Channel 4's recent programme Stand Up To Cancer, though it cannot be faulted in raising more than £15m for research, was a master class in how to patronise people with the disease. The trailer ("It's payback time!") represented cancer as lots of naughty cartoon potatoes which were shot with blue sludge through a microscope by a handsome scientist in a white lab coat. The fantastic organisation Cancer Research UK advertised its Race for Life with the slogan, "Cancer, we're coming to get you", and invited fun-runners to "help us kick cancer's butt". While wearing pink – of course – because there's nothing like a cutesy little girl colour to really represent months of gruelling chemotherapy and reconstruction surgery, is there? By all means, encourage people to raise money for cancer, but why is all this baby talk supposed to convince them?

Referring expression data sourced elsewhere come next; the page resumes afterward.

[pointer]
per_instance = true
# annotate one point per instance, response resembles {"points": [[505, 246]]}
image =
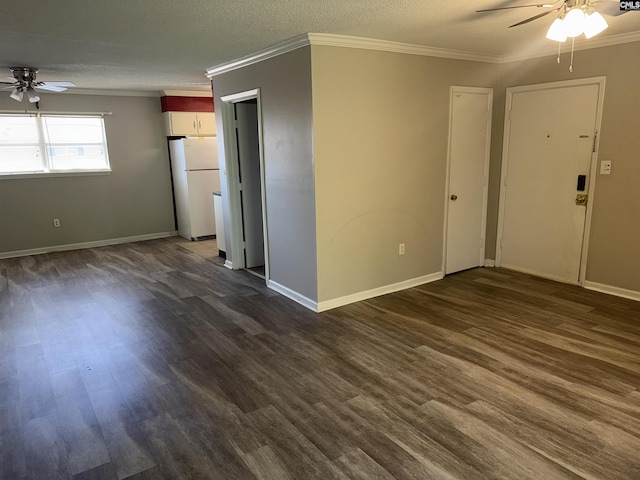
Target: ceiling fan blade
{"points": [[59, 84], [50, 88], [539, 5], [608, 8], [535, 17]]}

The brilliant writer Stella Duffy – who has been having her own cancer annus horribilis, again – said it perfectly in her blog last month after the death of Lynda Bellingham brought on a national outbreak of silly talk. "When we talk about cancer in the language of war, when we anthropomorphize cancer, when we make it other than the self," she wrote, "we damage… those of us with cancer most of all."

This infantilising of cancer cannot be helpful to most of the people who have it. I suspect it is more to do with the people who don't. Are we just desperate to believe that the disease is not random or pointless, that it can be conquered by "standing up to it" with enough conviction, and that it only happens to people who are brave and strong? None of these things is true, and if we really want to support people who have cancer now, we could start by just calling it what it is.